Coal companies and conservative states have asked the Supreme Court to limit the EPA’s ‘unbridled power’

OSTN Staff

In this Aug. 23, 2018, file photo, a coal-fired plant in Winfield, W.Va, is seen from an apartment complex in the town of Poca across the Kanawha River.
In this Aug. 23, 2018, file photo, a coal-fired plant in Winfield, W.Va, is seen from an apartment complex in the town of Poca across the Kanawha River.

  • The Supreme Court added a case to its docket that will inform the EPA’s scope of power.
  • The Biden administration asked the court in August to wait to hear the case.
  • Combustion of fossil fuels and deforestation are the primary drivers of carbon emissions.

On Friday, the Supreme Court added a case to its docket that will inform the scope of power the US Environmental Protection Agency has to regulate carbon emissions, The New York Times reported.

Members of the Biden administration asked the court in August to wait until the EPA finishes crafting new carbon emission guidelines, which would still be subject to judicial review by the courts, before hearing the case so that any legal challenge may take “a more concrete shape,” court documents show.

However, the court decided to hear the appeal brought by coal companies, 18 Republican-led states, and Mississippi Gov. Tate Reeves, that asks it to reign in the EPA’s “unbridled power” to decarbonize most sectors of the economy, according to court documents.

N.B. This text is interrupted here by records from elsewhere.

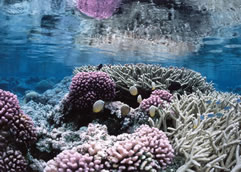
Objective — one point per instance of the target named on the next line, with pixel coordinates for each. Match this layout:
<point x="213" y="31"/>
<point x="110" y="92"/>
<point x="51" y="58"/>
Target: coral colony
<point x="140" y="118"/>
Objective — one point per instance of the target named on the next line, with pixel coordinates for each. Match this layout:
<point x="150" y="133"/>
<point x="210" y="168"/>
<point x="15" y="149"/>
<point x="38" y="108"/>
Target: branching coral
<point x="206" y="130"/>
<point x="143" y="75"/>
<point x="147" y="149"/>
<point x="19" y="125"/>
<point x="88" y="87"/>
<point x="16" y="130"/>
<point x="12" y="161"/>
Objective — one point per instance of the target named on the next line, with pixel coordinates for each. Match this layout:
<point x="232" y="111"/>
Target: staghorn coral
<point x="151" y="101"/>
<point x="147" y="149"/>
<point x="158" y="98"/>
<point x="163" y="94"/>
<point x="205" y="129"/>
<point x="143" y="75"/>
<point x="88" y="87"/>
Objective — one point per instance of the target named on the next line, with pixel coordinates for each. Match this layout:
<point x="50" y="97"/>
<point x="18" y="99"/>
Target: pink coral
<point x="98" y="9"/>
<point x="70" y="160"/>
<point x="144" y="150"/>
<point x="19" y="125"/>
<point x="88" y="87"/>
<point x="12" y="161"/>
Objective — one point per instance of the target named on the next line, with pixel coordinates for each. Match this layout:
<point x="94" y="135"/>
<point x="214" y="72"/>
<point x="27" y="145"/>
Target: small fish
<point x="209" y="102"/>
<point x="195" y="123"/>
<point x="202" y="117"/>
<point x="139" y="99"/>
<point x="125" y="109"/>
<point x="227" y="108"/>
<point x="211" y="115"/>
<point x="152" y="111"/>
<point x="99" y="66"/>
<point x="98" y="106"/>
<point x="153" y="85"/>
<point x="219" y="115"/>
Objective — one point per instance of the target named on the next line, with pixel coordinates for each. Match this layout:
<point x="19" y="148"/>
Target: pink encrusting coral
<point x="158" y="98"/>
<point x="99" y="9"/>
<point x="19" y="125"/>
<point x="88" y="87"/>
<point x="145" y="150"/>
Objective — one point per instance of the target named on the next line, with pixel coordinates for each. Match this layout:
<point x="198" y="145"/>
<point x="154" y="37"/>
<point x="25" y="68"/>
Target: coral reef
<point x="203" y="125"/>
<point x="17" y="133"/>
<point x="144" y="150"/>
<point x="206" y="130"/>
<point x="12" y="161"/>
<point x="86" y="88"/>
<point x="142" y="76"/>
<point x="158" y="98"/>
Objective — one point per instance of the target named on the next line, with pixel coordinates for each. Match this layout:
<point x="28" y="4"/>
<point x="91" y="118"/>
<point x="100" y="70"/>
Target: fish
<point x="99" y="66"/>
<point x="211" y="115"/>
<point x="133" y="90"/>
<point x="153" y="85"/>
<point x="202" y="117"/>
<point x="98" y="106"/>
<point x="139" y="99"/>
<point x="152" y="111"/>
<point x="227" y="108"/>
<point x="219" y="115"/>
<point x="208" y="101"/>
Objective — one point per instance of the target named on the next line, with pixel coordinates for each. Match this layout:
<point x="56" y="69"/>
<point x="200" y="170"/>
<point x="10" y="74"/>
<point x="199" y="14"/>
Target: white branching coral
<point x="206" y="129"/>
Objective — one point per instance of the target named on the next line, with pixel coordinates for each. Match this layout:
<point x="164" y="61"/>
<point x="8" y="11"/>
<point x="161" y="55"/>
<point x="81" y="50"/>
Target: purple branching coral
<point x="158" y="98"/>
<point x="19" y="125"/>
<point x="88" y="87"/>
<point x="147" y="149"/>
<point x="12" y="161"/>
<point x="98" y="9"/>
<point x="16" y="130"/>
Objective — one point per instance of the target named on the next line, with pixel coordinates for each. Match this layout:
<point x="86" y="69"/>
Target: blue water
<point x="43" y="47"/>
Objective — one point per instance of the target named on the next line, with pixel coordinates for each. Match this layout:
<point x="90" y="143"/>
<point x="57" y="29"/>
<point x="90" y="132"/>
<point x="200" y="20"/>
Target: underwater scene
<point x="120" y="85"/>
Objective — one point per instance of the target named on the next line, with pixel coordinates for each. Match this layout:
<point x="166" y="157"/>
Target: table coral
<point x="143" y="75"/>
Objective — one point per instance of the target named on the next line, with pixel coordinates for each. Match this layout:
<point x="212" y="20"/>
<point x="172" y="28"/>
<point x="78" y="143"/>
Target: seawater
<point x="39" y="44"/>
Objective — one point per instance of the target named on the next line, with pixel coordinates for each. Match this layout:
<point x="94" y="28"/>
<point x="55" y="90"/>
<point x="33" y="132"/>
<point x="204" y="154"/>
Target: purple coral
<point x="98" y="9"/>
<point x="158" y="98"/>
<point x="19" y="125"/>
<point x="156" y="142"/>
<point x="12" y="161"/>
<point x="145" y="150"/>
<point x="70" y="160"/>
<point x="88" y="87"/>
<point x="131" y="154"/>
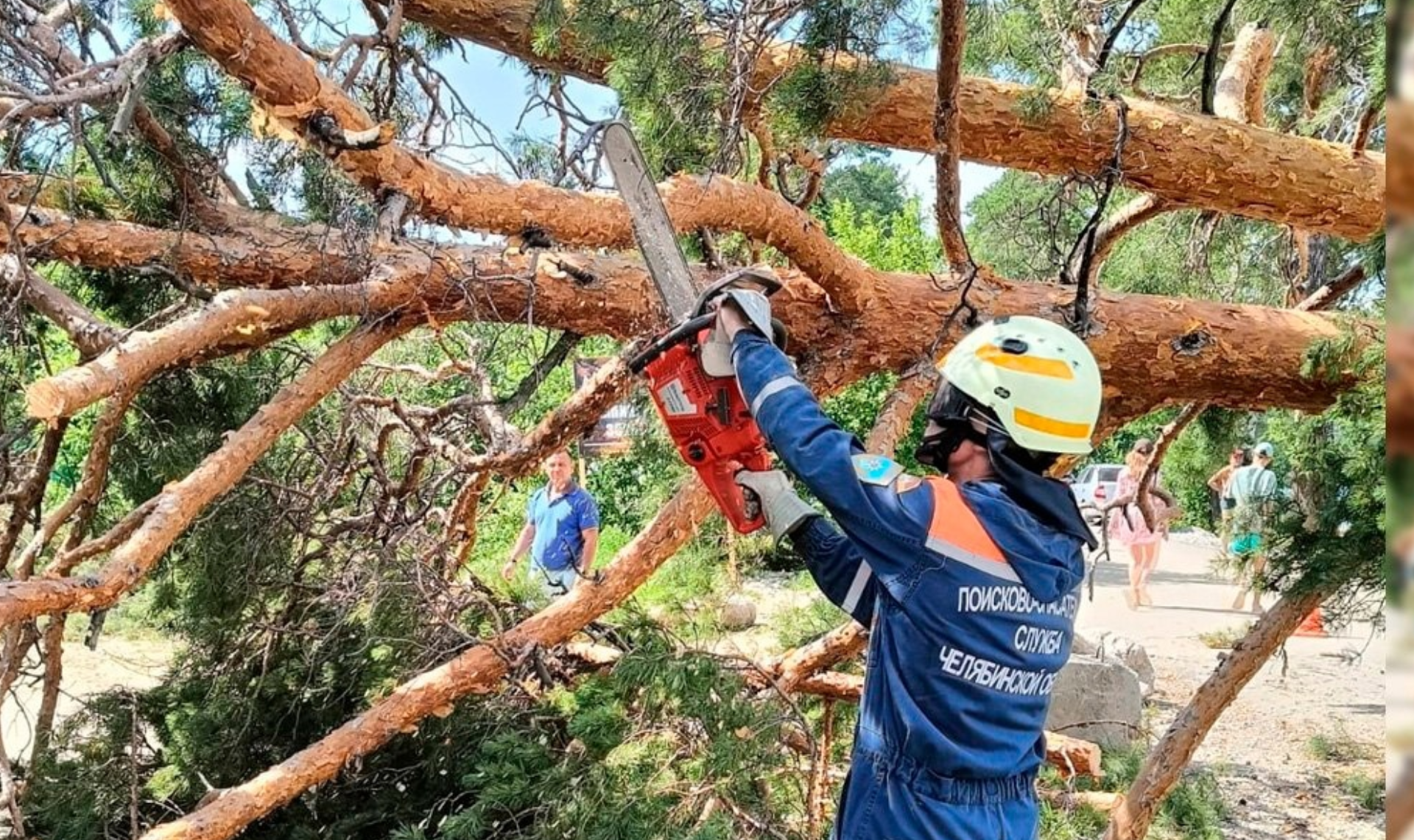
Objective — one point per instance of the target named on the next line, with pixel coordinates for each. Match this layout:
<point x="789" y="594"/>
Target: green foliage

The case arrives at the Supreme Court following a 2-1 ruling on January 19, 2021, in which a Washington DC appeals court vacated the Trump administration’s repeal of the Clean Power Plan, an Obama-era policy that created the first national limits on carbon pollution from fossil fuel-fired power plants.

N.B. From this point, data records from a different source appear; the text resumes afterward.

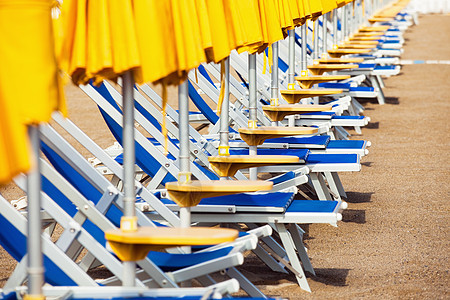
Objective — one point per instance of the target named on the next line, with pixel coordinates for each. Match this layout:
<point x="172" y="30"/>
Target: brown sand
<point x="394" y="238"/>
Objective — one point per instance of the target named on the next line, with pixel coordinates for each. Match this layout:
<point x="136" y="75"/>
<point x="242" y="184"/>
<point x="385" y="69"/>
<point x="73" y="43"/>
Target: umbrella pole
<point x="291" y="75"/>
<point x="315" y="41"/>
<point x="252" y="107"/>
<point x="34" y="248"/>
<point x="185" y="175"/>
<point x="335" y="30"/>
<point x="344" y="22"/>
<point x="274" y="78"/>
<point x="129" y="219"/>
<point x="304" y="50"/>
<point x="224" y="148"/>
<point x="324" y="35"/>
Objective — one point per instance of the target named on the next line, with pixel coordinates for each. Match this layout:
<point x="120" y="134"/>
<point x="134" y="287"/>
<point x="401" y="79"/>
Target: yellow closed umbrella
<point x="316" y="8"/>
<point x="243" y="16"/>
<point x="328" y="5"/>
<point x="222" y="39"/>
<point x="270" y="23"/>
<point x="187" y="32"/>
<point x="286" y="20"/>
<point x="30" y="88"/>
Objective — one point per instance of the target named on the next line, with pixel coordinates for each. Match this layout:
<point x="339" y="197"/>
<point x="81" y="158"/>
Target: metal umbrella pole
<point x="315" y="40"/>
<point x="34" y="249"/>
<point x="185" y="171"/>
<point x="335" y="28"/>
<point x="224" y="148"/>
<point x="128" y="222"/>
<point x="344" y="22"/>
<point x="324" y="35"/>
<point x="274" y="78"/>
<point x="252" y="107"/>
<point x="291" y="75"/>
<point x="304" y="62"/>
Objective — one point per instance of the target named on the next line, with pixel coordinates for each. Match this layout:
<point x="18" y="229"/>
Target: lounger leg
<point x="18" y="276"/>
<point x="297" y="237"/>
<point x="271" y="243"/>
<point x="333" y="187"/>
<point x="320" y="186"/>
<point x="245" y="284"/>
<point x="339" y="185"/>
<point x="376" y="86"/>
<point x="157" y="179"/>
<point x="293" y="257"/>
<point x="380" y="81"/>
<point x="268" y="260"/>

“How we respond to climate change is a pressing issue for our nation, yet some of the paths forward carry serious and disproportionate costs for states and countless other affected parties,” the petitioners argued in the appeal, adding that the court should intervene immediately.

Despite decreases in global carbon emissions during the pandemic, the long-term trajectory of carbon emissions remains largely unchanged. A United Nations report from June found that the amount of carbon dioxide in the atmosphere has steadily increased since the Industrial Revolution, predominately due to the combustion of fossil fuels and deforestation.